今回NYCBが大損出した主な原因は、商業用不動産への融資が焦げ付いていること。1月にこの銀行「it was dramatically raising the allowance for potential loan losses on its balance sheet, with its exposure to commercial real estate being a potential issue.」と、「商業用不動産への融資で問題が起きる可能性があるかもしれないんだよね」という思わせぶりな、でも実際まずいことになるかもカミングアウトをし、そこから株価が急落していたのですが。

先週、格付機関にジャンクボンド級に格下げされた後、NYCBは「it had “identified material weaknesses in the company’s internal controls related to internal loan review」(内部の融資検査に関する内部監査で重大な弱点を特定した)という回りくどい言葉で「ぶっちゃけ、まずいんですよ」という経営の失策を認めるコメントを出したのでした。


商業用不動産への投資や融資は、NYBCだけでなく、実はアメリカの多くの地方銀行が盛んに行ってきたものなのです。
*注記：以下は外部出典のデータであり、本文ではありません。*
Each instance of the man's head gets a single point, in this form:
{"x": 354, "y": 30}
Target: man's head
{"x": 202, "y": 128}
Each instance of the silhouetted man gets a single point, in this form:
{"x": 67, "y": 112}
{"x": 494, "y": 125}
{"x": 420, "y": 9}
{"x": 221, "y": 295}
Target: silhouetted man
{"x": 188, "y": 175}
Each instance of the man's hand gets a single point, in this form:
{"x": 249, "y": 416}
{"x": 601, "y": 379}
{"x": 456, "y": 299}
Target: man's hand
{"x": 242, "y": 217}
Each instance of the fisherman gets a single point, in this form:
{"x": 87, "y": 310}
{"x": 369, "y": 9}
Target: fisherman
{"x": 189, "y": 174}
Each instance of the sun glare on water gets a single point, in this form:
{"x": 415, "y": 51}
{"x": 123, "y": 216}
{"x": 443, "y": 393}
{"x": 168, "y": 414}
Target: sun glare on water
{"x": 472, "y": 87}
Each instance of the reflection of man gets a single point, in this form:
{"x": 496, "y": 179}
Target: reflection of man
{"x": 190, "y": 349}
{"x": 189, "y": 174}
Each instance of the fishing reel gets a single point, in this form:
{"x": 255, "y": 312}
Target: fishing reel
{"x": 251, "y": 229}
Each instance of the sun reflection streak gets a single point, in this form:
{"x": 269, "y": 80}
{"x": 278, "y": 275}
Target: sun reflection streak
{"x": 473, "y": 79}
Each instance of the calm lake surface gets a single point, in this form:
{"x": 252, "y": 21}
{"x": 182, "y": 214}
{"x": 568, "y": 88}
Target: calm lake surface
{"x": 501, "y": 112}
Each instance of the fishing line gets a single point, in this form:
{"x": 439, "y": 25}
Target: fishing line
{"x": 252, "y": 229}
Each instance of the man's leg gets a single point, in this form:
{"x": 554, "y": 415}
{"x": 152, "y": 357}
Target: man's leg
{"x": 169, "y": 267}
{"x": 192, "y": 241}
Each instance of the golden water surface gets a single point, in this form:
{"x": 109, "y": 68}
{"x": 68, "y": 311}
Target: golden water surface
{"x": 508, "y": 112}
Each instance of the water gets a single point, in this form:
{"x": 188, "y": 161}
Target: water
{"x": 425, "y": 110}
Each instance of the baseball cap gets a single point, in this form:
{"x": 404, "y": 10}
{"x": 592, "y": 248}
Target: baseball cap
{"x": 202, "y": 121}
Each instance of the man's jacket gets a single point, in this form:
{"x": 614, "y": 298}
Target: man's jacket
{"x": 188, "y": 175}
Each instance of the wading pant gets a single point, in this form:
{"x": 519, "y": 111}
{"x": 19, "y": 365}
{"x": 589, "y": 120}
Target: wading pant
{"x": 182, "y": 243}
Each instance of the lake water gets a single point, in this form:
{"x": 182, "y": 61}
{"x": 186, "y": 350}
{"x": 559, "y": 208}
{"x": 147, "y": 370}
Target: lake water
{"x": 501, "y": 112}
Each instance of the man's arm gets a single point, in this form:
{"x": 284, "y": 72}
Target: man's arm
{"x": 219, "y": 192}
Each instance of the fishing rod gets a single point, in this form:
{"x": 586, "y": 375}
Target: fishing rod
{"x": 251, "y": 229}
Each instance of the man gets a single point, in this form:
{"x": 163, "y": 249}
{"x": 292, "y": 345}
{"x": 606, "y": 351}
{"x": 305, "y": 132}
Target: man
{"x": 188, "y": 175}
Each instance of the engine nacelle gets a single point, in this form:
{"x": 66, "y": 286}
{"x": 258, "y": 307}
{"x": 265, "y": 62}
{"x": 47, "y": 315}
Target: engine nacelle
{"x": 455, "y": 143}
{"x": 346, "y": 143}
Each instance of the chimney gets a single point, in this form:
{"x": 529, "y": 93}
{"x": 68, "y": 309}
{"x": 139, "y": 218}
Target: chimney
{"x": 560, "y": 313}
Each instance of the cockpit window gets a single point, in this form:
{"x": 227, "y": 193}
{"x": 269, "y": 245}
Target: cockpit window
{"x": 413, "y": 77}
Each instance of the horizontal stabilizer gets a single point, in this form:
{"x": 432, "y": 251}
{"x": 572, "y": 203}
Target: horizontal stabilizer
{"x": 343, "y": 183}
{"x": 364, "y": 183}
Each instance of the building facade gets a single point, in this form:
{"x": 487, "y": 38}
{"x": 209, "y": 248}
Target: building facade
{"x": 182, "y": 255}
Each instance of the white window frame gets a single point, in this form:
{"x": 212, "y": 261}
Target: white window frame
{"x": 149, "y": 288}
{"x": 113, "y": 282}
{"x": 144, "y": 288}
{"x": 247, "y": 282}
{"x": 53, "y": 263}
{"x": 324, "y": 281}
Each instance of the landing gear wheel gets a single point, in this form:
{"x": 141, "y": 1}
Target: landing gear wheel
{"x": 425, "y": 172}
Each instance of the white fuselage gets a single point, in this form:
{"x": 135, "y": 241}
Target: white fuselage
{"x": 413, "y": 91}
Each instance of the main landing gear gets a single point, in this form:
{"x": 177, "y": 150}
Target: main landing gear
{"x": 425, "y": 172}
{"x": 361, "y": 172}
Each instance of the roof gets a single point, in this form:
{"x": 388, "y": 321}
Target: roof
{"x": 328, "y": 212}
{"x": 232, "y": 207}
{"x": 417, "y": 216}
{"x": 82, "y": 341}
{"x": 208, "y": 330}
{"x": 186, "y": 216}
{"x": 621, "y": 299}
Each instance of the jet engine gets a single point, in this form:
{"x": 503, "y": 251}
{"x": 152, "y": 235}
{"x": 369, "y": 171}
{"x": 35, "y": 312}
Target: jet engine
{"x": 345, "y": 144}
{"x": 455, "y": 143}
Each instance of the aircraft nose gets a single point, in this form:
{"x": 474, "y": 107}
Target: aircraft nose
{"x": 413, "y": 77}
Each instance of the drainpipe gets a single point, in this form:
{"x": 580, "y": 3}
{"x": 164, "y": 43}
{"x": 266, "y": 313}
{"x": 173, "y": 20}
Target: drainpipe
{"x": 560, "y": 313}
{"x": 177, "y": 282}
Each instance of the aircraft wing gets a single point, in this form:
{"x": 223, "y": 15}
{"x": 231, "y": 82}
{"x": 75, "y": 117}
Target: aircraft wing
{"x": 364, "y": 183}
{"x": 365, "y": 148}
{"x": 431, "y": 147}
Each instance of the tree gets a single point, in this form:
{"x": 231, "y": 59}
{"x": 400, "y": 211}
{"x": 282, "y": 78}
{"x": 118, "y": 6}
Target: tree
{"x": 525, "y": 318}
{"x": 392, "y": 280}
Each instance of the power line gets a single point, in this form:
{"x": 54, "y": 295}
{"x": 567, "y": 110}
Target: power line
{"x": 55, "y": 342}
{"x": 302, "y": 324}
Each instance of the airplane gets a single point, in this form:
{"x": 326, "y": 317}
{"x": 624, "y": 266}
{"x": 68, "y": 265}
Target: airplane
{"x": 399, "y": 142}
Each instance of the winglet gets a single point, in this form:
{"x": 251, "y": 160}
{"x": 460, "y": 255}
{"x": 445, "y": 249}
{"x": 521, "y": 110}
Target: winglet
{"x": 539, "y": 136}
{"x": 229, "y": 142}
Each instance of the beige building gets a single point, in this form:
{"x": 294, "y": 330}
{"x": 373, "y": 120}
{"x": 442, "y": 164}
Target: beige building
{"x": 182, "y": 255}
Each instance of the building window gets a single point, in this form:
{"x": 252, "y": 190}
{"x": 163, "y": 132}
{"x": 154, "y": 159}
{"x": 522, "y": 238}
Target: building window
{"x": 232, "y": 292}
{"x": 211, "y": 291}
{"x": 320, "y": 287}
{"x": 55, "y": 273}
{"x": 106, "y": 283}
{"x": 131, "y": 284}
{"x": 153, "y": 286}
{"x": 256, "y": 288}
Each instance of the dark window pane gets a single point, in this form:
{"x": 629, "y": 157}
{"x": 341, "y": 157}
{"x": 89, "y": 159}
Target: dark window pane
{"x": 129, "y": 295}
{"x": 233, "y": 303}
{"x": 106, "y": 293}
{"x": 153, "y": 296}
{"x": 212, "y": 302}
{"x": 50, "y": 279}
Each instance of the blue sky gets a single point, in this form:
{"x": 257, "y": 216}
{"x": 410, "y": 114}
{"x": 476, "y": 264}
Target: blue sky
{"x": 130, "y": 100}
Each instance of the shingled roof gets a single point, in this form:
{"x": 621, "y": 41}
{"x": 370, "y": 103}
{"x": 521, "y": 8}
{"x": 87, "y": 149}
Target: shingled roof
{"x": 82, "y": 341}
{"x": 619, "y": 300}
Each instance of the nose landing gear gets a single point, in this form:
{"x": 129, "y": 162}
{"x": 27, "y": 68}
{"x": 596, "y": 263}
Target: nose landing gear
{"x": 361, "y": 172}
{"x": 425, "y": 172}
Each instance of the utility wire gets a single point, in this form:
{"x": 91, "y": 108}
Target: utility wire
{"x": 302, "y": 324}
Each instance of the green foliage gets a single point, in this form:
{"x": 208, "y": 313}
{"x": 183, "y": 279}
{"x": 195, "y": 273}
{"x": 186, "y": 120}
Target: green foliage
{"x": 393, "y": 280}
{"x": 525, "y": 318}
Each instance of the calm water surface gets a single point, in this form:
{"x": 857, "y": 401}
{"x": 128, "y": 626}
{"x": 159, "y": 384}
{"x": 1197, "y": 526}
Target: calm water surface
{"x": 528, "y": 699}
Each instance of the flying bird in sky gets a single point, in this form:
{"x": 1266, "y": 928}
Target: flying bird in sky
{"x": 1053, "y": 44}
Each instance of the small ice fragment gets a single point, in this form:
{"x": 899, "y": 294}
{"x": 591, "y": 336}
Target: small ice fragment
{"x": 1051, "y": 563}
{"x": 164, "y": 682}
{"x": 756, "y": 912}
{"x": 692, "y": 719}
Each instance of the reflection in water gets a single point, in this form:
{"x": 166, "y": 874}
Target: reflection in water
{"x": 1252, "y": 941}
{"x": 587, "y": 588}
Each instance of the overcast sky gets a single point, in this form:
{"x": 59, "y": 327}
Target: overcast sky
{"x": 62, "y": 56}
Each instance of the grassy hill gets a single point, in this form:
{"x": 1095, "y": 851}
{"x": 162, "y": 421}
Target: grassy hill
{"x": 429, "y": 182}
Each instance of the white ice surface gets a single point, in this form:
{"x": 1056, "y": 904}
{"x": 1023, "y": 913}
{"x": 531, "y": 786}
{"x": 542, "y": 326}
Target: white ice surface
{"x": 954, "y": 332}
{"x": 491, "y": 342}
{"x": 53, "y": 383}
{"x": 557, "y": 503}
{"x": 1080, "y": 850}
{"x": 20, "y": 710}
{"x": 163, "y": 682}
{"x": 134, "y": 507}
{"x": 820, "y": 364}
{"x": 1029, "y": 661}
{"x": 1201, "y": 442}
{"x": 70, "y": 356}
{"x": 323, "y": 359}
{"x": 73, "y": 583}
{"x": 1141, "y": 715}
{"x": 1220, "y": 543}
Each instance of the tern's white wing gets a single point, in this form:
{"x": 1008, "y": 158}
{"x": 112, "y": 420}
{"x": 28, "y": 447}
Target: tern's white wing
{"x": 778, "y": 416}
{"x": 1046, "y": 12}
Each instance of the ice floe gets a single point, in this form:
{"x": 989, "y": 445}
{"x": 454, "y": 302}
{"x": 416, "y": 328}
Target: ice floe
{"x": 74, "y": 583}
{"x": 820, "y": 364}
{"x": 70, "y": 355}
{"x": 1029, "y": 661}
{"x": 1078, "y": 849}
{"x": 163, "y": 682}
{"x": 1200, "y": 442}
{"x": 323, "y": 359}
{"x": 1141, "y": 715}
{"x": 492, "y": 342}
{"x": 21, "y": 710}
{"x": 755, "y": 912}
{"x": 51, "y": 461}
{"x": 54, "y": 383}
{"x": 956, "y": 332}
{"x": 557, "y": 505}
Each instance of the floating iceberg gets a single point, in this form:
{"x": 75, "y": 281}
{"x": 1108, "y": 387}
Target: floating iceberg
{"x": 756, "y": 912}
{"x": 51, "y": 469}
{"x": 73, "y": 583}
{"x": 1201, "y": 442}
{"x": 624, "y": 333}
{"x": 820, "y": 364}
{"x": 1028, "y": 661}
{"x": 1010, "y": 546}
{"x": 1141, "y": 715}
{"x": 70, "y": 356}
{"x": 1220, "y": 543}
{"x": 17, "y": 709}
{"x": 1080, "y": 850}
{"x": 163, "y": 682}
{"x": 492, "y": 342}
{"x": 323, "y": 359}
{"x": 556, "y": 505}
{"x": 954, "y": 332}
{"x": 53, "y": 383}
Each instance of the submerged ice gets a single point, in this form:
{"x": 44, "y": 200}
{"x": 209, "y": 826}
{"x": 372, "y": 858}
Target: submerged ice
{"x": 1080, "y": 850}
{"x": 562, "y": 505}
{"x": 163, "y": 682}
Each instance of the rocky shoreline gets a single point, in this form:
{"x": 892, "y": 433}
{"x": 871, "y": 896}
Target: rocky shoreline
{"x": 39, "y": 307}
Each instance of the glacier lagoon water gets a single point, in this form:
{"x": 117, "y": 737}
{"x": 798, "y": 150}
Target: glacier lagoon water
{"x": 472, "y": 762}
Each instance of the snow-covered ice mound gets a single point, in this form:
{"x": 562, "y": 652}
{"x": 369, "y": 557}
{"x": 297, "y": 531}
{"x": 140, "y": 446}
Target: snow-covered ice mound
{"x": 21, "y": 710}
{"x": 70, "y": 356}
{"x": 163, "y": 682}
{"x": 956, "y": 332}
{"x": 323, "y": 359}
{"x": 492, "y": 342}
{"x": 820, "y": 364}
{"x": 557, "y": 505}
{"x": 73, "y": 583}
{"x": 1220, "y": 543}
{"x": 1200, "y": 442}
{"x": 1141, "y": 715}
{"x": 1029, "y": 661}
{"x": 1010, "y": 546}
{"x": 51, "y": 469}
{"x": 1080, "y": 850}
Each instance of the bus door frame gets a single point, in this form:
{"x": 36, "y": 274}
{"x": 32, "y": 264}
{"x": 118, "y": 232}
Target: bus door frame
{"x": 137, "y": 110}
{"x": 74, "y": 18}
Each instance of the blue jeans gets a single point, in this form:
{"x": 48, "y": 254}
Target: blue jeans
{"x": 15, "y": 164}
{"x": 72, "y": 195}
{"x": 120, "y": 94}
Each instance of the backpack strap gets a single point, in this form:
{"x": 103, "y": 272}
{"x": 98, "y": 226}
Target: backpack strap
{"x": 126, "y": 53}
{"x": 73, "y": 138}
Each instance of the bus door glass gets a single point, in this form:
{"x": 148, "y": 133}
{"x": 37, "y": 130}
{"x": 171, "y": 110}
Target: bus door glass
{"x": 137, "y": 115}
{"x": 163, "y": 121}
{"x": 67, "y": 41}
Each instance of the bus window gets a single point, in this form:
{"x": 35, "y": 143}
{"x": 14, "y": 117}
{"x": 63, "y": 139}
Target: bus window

しかし、コロナショックを受け、テレワークが進み、オフィススペースなどのニーズが減って、アメリカの商業用不動産市場は低迷してしまい、融資は焦げ付いているらしい・・・。NYBCの問題は、他の地方銀行も抱えているのではないか・・・という疑念がぷすぷす言っています。


アメリカの銀行の監視機関であるFRB(日本でいえば日銀と金融庁の機能の一部を持っているようなもの)は、いったい何やっとるのじゃ??銀行の経営状態の監視がうまくいっていないのではないか??と、シリコンバレーバンクの破綻の時もFRBは結構責められましたが。今回のNYBCの経営破綻になりそう事件でも、FRBのチェック機能は働いてないのではないか!?という批判&懸念の声が上がっています。
アメリカの金融業界といえば、世界最高の金融業界といえるし、その監視システムも最高のはずなのですが・・・。どうも、ゆるゆるな感じしますよね・・・。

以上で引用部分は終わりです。